The truth can sometimes best be expressed through paradox. We are all unique, we are all the same. The hours of the day and night are always the same, but how we experience them is continuously different. I can love you and not like you. I can like you but not love you.
Love, a word that we hear a lot, is total acceptance. Love at its highest level is nonjudgmental. Many are familiar with St. Paul’s letter:
If I have all the eloquence of men or of angels, but speak without love, I am simply a gong booming or a cymbal clashing. If I have the gift of prophecy, understanding all the mysteries there are, and knowing everything, and if I have faith in all its fullness, to move mountains, but do not have love, then I am nothing at all. If I give away all that I possess, piece by piece, and if I even let them take my body to burn it, but am without love, it will do me no good whatever. Love is always patient and kind; it is never jealous; love is never boastful or conceited; it is never rude or selfish; it does not take offence, and is not resentful. Love takes no pleasure in other people’s sins but delights in the truth; it is always ready to excuse, to trust, to hope, and to endure whatever comes. Love does not come to an end.
If you love something or someone, and you love in this way, you are truly blessed. If you come to love singing in all its forms as a life force, an expression of the Higher Power made manifest here through human beings, you will experience great joy and satisfaction while you sing or if you are in the presence of someone singing. It takes a lot to encompass all that singing is or can be, but the expansion is worth the striving.
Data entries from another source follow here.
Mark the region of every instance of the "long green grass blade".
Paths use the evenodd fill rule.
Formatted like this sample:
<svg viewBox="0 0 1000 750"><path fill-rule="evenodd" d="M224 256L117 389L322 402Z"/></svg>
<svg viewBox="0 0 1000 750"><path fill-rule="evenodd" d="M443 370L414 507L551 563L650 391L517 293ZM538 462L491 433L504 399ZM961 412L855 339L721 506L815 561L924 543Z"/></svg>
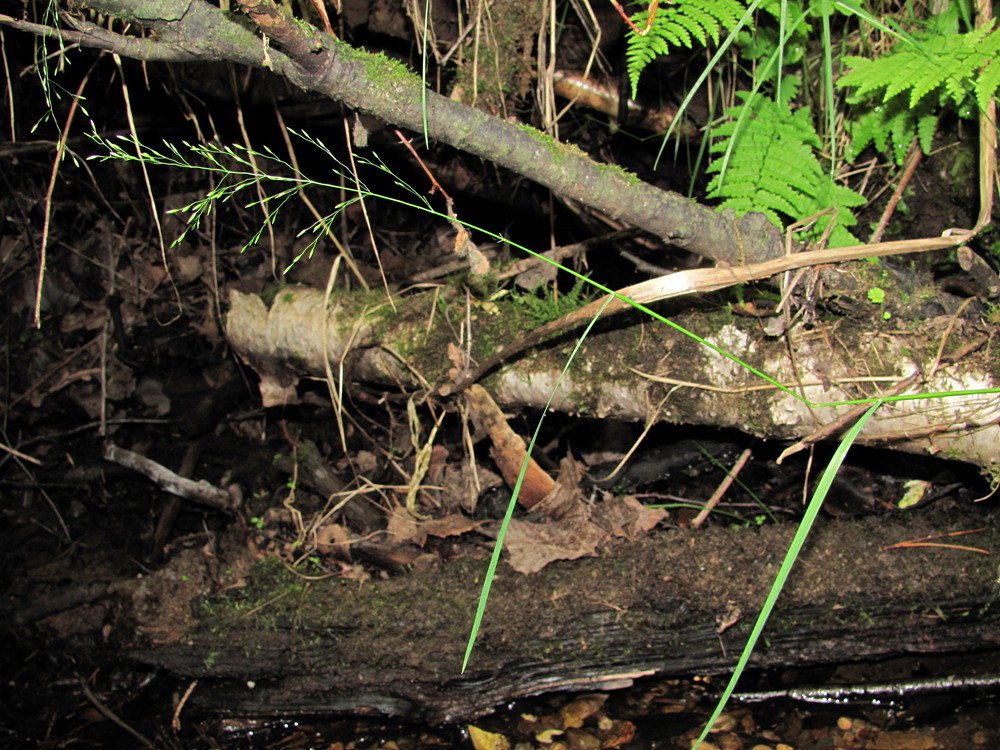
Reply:
<svg viewBox="0 0 1000 750"><path fill-rule="evenodd" d="M472 656L472 648L476 644L476 636L479 635L479 626L483 622L483 613L486 611L486 601L490 596L490 588L493 586L493 577L496 574L497 564L500 562L500 553L503 551L503 540L507 535L507 527L510 525L510 519L514 515L514 508L517 507L517 496L521 491L521 482L524 480L524 473L528 469L528 460L531 458L531 451L535 448L535 441L538 439L538 433L542 429L542 422L545 420L545 415L549 411L549 406L552 403L553 397L556 395L556 391L559 390L559 384L562 382L563 377L569 371L569 366L573 363L573 359L576 357L577 352L580 351L580 347L586 340L587 336L590 335L590 329L594 327L597 319L601 317L604 312L604 308L608 306L613 297L609 296L604 300L604 304L597 311L593 318L591 318L590 323L584 329L583 333L580 334L580 338L577 339L576 346L573 347L573 351L570 352L569 356L566 358L566 364L563 365L562 372L559 373L559 377L556 379L556 383L552 388L552 393L549 394L549 400L545 402L545 408L542 409L542 414L538 418L538 424L535 425L535 432L531 436L531 442L528 443L528 450L524 453L524 460L521 462L521 471L517 475L517 481L514 483L514 493L510 497L510 502L507 503L507 511L503 515L503 521L500 523L500 531L497 534L496 544L493 546L493 554L490 556L490 564L486 569L486 577L483 579L483 587L479 592L479 602L476 604L476 615L472 620L472 629L469 631L469 640L465 644L465 656L462 658L462 672L465 672L465 668L469 664L469 657Z"/></svg>
<svg viewBox="0 0 1000 750"><path fill-rule="evenodd" d="M871 415L875 413L875 410L881 405L882 401L879 400L868 407L868 411L862 414L861 418L855 422L854 426L847 431L843 439L841 439L840 445L837 446L837 450L834 451L833 458L830 459L830 463L823 472L823 476L820 477L819 484L816 485L816 490L813 492L809 505L806 506L806 512L802 516L802 520L799 522L799 528L795 531L792 543L788 546L788 551L785 553L785 559L781 562L781 568L778 570L778 574L774 578L774 583L771 584L771 590L767 593L767 599L764 601L764 606L761 608L760 614L757 615L757 621L754 623L753 629L750 631L750 637L747 638L746 645L743 647L743 652L740 654L739 661L736 662L736 667L733 669L733 675L729 678L729 683L726 685L726 689L722 691L722 695L719 697L719 702L716 704L715 710L705 723L705 728L701 731L698 739L692 745L693 748L698 747L705 737L708 736L709 730L712 728L715 720L719 718L722 710L726 707L726 703L729 701L729 697L733 694L733 690L736 689L736 683L743 674L743 670L746 668L747 662L750 660L750 655L757 646L760 634L764 631L764 625L767 624L767 618L771 616L771 611L774 609L774 605L778 601L781 589L784 588L785 582L788 580L788 575L792 572L792 566L795 565L799 552L802 550L802 545L805 544L806 538L809 536L809 531L812 529L813 521L816 520L816 515L819 513L819 509L823 507L823 501L826 499L826 495L830 491L830 485L833 484L833 480L837 476L837 472L840 470L840 465L844 462L844 458L847 456L847 451L850 449L851 445L854 444L855 438L857 438L858 433L861 432L861 428L865 426L869 417L871 417Z"/></svg>

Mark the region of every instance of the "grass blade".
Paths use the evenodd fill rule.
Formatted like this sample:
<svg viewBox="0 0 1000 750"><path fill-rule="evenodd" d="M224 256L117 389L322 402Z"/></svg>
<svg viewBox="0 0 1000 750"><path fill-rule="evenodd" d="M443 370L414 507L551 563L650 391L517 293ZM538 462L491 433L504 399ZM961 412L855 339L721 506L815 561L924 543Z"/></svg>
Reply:
<svg viewBox="0 0 1000 750"><path fill-rule="evenodd" d="M549 400L545 403L545 408L542 409L542 414L538 418L538 424L535 425L535 432L531 436L531 442L528 443L528 450L524 453L524 460L521 462L521 471L517 475L517 481L514 483L514 492L510 497L510 502L507 503L507 511L504 513L503 521L500 523L500 531L497 533L496 544L493 545L493 554L490 556L489 567L486 568L486 577L483 579L483 587L479 592L479 602L476 604L476 616L472 620L472 629L469 631L469 640L465 644L465 656L462 657L462 672L465 672L466 666L469 664L469 657L472 656L472 648L476 644L476 636L479 635L479 626L483 622L483 613L486 612L486 601L490 596L490 588L493 585L493 576L496 574L497 564L500 562L500 553L503 551L503 540L507 535L507 527L510 525L511 516L514 515L514 508L517 505L517 495L521 491L521 482L524 480L524 472L528 469L528 460L531 458L531 451L535 447L535 441L538 439L538 433L542 429L542 422L545 420L545 415L549 411L549 405L552 403L553 397L556 395L556 391L559 390L559 384L562 382L563 377L569 370L570 364L572 364L573 359L576 357L577 352L580 351L580 346L586 340L587 336L590 334L590 329L594 327L594 323L597 319L601 317L601 313L604 312L604 308L608 306L608 303L614 299L613 296L608 295L604 304L597 311L593 318L591 318L590 323L584 329L583 333L580 334L580 338L577 339L576 346L573 347L573 351L570 352L569 356L566 358L566 364L563 365L562 372L559 373L559 378L556 380L555 385L552 387L552 393L549 394Z"/></svg>
<svg viewBox="0 0 1000 750"><path fill-rule="evenodd" d="M844 435L840 441L840 445L837 446L837 450L833 454L833 458L830 459L829 465L823 472L823 476L820 477L819 484L816 485L816 490L813 492L812 499L809 500L809 505L806 506L805 515L802 516L802 520L799 522L799 528L795 531L795 536L792 538L792 543L788 546L788 551L785 553L785 559L781 562L781 568L778 570L778 575L774 578L774 583L771 584L771 590L767 593L767 599L764 601L764 606L760 610L760 614L757 615L757 621L753 625L753 630L750 631L750 637L747 638L746 645L743 647L743 653L740 654L739 661L736 662L736 667L733 669L733 675L729 678L729 683L726 685L726 689L722 691L722 695L719 697L719 702L715 706L715 710L709 717L708 721L705 723L705 728L701 730L701 735L692 745L693 748L698 747L705 737L708 736L709 730L715 723L715 720L719 718L719 714L722 713L722 709L726 707L726 703L729 701L729 696L733 694L733 690L736 689L736 683L740 679L740 675L743 674L743 670L746 668L747 662L750 660L750 654L753 653L754 647L757 645L757 640L760 638L760 634L764 630L764 625L767 623L767 618L770 617L771 611L774 609L775 602L778 601L778 596L781 594L781 589L784 587L785 582L788 580L789 573L792 572L792 566L795 565L795 560L799 556L799 552L802 550L802 545L805 544L806 538L809 536L809 531L812 529L813 521L816 520L816 515L819 513L819 509L823 506L823 501L826 499L827 493L830 491L830 485L833 484L834 478L837 476L837 472L840 470L840 465L844 462L844 458L847 456L847 451L854 444L855 438L858 433L861 432L861 428L865 426L869 417L875 413L875 410L881 406L882 401L876 401L873 403L861 418L854 423Z"/></svg>

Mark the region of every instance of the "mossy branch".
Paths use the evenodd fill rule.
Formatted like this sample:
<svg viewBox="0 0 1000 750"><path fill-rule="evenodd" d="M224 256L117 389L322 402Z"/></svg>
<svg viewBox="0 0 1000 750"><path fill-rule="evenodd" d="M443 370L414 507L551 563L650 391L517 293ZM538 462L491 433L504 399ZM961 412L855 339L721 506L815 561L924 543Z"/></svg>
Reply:
<svg viewBox="0 0 1000 750"><path fill-rule="evenodd" d="M100 13L133 19L155 30L164 44L181 47L202 59L266 67L304 89L416 132L423 130L426 112L431 138L490 159L560 195L699 255L738 264L782 253L779 233L759 215L737 220L731 212L715 212L617 167L598 164L578 149L538 131L432 92L427 92L424 108L416 75L384 56L361 52L329 35L303 31L300 25L282 27L288 38L283 40L282 49L275 49L234 14L204 0L87 0L85 5ZM298 33L308 39L297 40L294 35ZM121 53L129 55L129 38L119 38ZM101 40L102 47L107 48L107 44L107 39ZM740 242L734 239L734 224Z"/></svg>

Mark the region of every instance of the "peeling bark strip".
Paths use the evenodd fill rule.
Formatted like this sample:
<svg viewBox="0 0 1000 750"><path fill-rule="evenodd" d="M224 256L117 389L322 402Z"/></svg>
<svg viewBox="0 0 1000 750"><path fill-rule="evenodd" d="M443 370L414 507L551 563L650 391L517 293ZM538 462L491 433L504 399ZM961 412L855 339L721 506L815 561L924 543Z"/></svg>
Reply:
<svg viewBox="0 0 1000 750"><path fill-rule="evenodd" d="M515 433L485 388L473 385L465 392L469 413L476 425L490 436L493 442L493 460L500 468L507 486L513 487L521 473L524 455L528 452L524 440ZM555 488L556 483L534 458L528 458L524 471L521 491L517 501L522 507L531 509L540 503Z"/></svg>
<svg viewBox="0 0 1000 750"><path fill-rule="evenodd" d="M350 294L339 295L327 312L323 293L313 289L288 287L270 309L258 297L234 291L226 329L234 350L260 374L266 404L294 399L295 384L303 376L324 377L326 359L334 372L344 362L348 378L416 389L421 383L411 368L424 381L440 384L447 381L451 366L445 351L452 334L442 316L427 314L432 296L403 297L396 302L397 313L386 304L374 318L371 311L359 312ZM498 315L480 316L473 340L501 346L523 337L503 328L508 313L501 308ZM935 366L942 341L946 351L956 351L956 341L985 341L988 326L950 315L908 322L904 313L894 316L892 329L882 320L845 318L777 336L764 334L756 319L720 322L718 316L685 314L673 320L815 403L875 398L913 373L923 377L904 394L1000 385L997 360L988 347L962 351L957 361L942 357ZM485 359L491 351L474 350L473 355ZM794 351L794 362L789 351ZM541 408L565 356L560 347L536 350L506 364L483 385L503 407ZM584 342L551 408L734 427L762 438L799 440L851 407L811 409L674 329L645 318L631 325L618 318ZM859 439L995 471L1000 468L1000 399L994 393L886 403Z"/></svg>
<svg viewBox="0 0 1000 750"><path fill-rule="evenodd" d="M304 89L365 110L427 135L652 232L664 241L731 265L782 254L778 230L761 214L737 219L677 193L641 182L623 170L598 164L579 149L526 125L515 125L424 91L420 79L382 55L356 50L328 34L293 22L270 0L245 0L251 18L268 34L260 38L232 13L204 0L87 0L100 13L132 21L155 33L160 44L137 47L134 37L96 29L82 44L128 57L229 60L267 68ZM78 26L78 29L83 31ZM116 41L117 39L117 41ZM422 106L426 101L426 112Z"/></svg>

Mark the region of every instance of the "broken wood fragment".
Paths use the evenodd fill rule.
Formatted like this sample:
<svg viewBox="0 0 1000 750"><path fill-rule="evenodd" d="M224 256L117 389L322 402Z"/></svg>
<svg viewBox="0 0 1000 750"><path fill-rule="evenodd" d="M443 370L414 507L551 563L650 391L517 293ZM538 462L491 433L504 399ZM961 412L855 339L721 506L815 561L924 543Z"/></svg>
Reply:
<svg viewBox="0 0 1000 750"><path fill-rule="evenodd" d="M234 493L216 487L204 479L194 481L182 477L166 466L133 451L119 448L114 443L109 442L104 446L104 458L145 475L158 484L164 492L207 505L223 513L234 515L242 504Z"/></svg>

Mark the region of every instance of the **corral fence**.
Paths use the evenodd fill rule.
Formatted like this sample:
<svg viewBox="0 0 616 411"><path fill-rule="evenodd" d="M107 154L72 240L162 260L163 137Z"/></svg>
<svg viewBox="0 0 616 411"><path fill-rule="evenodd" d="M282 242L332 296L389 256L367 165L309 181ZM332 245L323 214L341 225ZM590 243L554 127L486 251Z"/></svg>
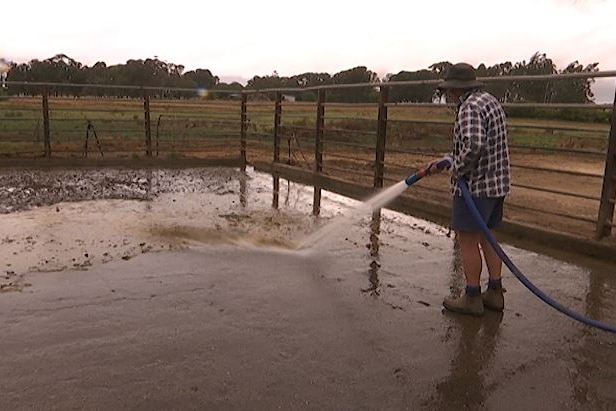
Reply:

If you teach and you accept everything a student does in a lesson — the good sounds, the not so good sounds, the attempts both failed and successful, the movements of the body and voice, the expression of the music, as if all of it were gifts, and if you treasure those gifts as they come to you, only good can come. It does not mean that there should be no correction or evaluation, no learning of “right” from “wrong” but when these things are done in an atmosphere of loving acceptance, the possibility of growth opens for both teacher and student.
Most people have a lot of programming about “not being good enough”. We don’t need to deepen those thoughts by making our students feel like they “can’t sing” or “can’t be good enough”. Always hold your students in an atmosphere of loving acceptance.
Acceptance and acknowledgement make for safety and affirmation. In this atmosphere, the paradox of singing is found. All singers sing, every singer is unique, every song is just a song but every song is special. Don’t forget.